La última persona conocida en tener que padecerlo ha sido Leslie Jones. La actriz, de raza negra, se encuentra actualmente en el candelero por su papel en el remake femenino de Cazafantasmas. Sí, Jones da vida una de las cazadoras de espectros que con tanta reticencia había sido recibida por los fans de la mítica cinta.

Está harta del racismo

Pero en esta ocasión no ha sido una cuestión de que le ataquen por cómo desempeña su trabajo,  o que a algunos les parezca inadecuado que se haya dado una segunda vida a una historia que enamoró a una generación, que ahora bordea y supera la barrera de los 30 años.

Ante la avalancha de comentarios racistas e hirientes la actriz, de 48 años, ha decidido que no lo va a soportar más; y cierra su cuenta de Twitter. Lo anunció con varios mensajes, después de horas en las que mostró la cantidad de comentarios de corte racista que algunos le espetaban.

Anunció que abandonaba la red de microblogging "con lágrimas y el corazón muy triste". Acompañaba su adiós mostrando algunos de los tuits, más que ofensivos, con los que le bombardeaban. Algunos, tirando de escasa originalidad, le comparaban con un mono.

Por ello, harta decía adiós, explicando sus sentimientos al tomar la decisión: "Me siento en un infierno personal. No he hecho nada para merecer esto. Es demasiado. No debería ser así. Estoy muy dolida ahora mismo".
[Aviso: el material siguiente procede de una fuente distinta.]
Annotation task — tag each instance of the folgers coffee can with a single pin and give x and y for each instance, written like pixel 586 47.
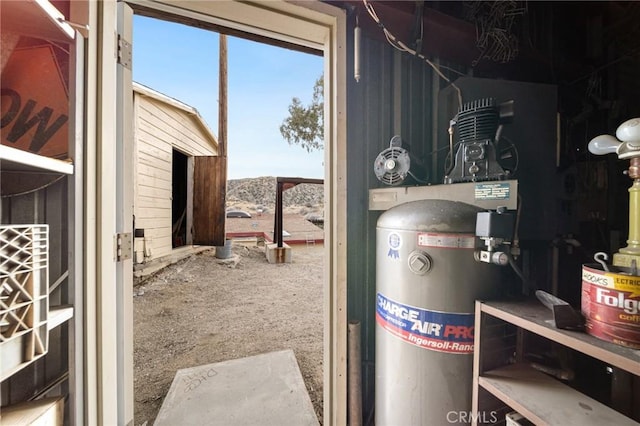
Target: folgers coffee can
pixel 610 305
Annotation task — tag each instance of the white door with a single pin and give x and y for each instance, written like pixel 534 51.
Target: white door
pixel 311 25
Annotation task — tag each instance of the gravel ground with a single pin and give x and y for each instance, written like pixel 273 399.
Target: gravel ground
pixel 203 310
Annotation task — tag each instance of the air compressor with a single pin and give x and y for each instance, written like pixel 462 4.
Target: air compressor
pixel 434 259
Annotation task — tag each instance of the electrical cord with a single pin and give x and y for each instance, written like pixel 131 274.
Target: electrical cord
pixel 399 45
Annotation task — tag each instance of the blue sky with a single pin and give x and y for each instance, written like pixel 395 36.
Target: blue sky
pixel 182 62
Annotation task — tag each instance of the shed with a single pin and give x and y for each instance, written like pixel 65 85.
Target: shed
pixel 169 136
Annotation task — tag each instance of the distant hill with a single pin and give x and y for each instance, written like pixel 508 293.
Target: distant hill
pixel 251 194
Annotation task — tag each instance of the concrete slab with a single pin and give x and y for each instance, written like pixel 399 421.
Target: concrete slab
pixel 263 390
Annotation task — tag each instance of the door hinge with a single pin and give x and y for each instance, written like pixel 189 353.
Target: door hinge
pixel 125 52
pixel 122 246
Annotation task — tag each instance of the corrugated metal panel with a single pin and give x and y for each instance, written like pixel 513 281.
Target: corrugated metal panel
pixel 394 96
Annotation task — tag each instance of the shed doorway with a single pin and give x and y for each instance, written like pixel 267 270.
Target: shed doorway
pixel 179 195
pixel 319 27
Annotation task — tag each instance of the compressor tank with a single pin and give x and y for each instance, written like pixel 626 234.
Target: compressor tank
pixel 427 282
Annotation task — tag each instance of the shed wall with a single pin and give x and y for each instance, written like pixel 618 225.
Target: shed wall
pixel 394 96
pixel 160 128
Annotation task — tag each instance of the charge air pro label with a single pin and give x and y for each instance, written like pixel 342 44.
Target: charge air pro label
pixel 433 330
pixel 492 191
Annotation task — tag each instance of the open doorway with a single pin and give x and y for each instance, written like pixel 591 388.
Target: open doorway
pixel 175 310
pixel 179 196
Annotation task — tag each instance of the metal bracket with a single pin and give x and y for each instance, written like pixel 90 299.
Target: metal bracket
pixel 125 53
pixel 123 246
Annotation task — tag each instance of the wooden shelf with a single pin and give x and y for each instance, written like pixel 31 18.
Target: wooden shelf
pixel 501 330
pixel 547 401
pixel 539 320
pixel 17 160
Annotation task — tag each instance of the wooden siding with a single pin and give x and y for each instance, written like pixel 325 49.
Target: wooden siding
pixel 159 129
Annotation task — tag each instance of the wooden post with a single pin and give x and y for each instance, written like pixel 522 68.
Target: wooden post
pixel 222 131
pixel 222 108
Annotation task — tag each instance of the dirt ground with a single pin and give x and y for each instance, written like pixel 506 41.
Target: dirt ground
pixel 203 310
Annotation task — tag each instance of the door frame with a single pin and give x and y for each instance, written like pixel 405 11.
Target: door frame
pixel 309 24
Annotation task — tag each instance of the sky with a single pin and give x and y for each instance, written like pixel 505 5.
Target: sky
pixel 183 62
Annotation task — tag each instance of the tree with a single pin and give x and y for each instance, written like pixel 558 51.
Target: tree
pixel 305 125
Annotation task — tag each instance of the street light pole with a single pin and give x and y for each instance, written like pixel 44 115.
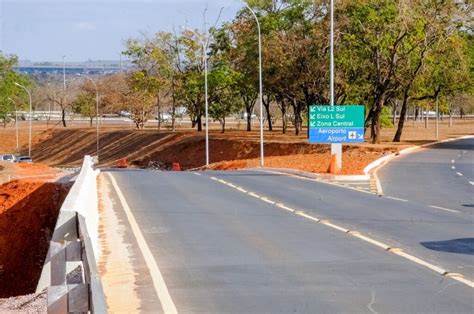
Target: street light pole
pixel 204 44
pixel 262 160
pixel 336 149
pixel 16 125
pixel 29 95
pixel 96 112
pixel 64 74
Y añadía algunos ejemplos de las 'lindezas' que le habían dedicado: "Ok, me han llamado simio, enviado fotos de sus culos, incluso una imagen con semen en mi cara. Estoy intentando entender a los humanos. Estoy fuera.

Abre un profundo debate

Además, el hecho de que aparecieran tuits falsos suyos fue la última gota que hizo rebosar el vaso de su paciencia. Por ello, Leslie Jones se marchaba de una red social cuyo espíritu original, y con el que se popularizó, era unir a gente conocida con sus fans. Pero que, tal vez, en los últimos tiempos permite campar a sus anchas a muchos trolls con discursos peligrosos.

El adiós de Leslie Jones, apoyado por sus compañeros -incluido el director del filme-, abre un debate sobre los límites que se pueden permitir en una red social.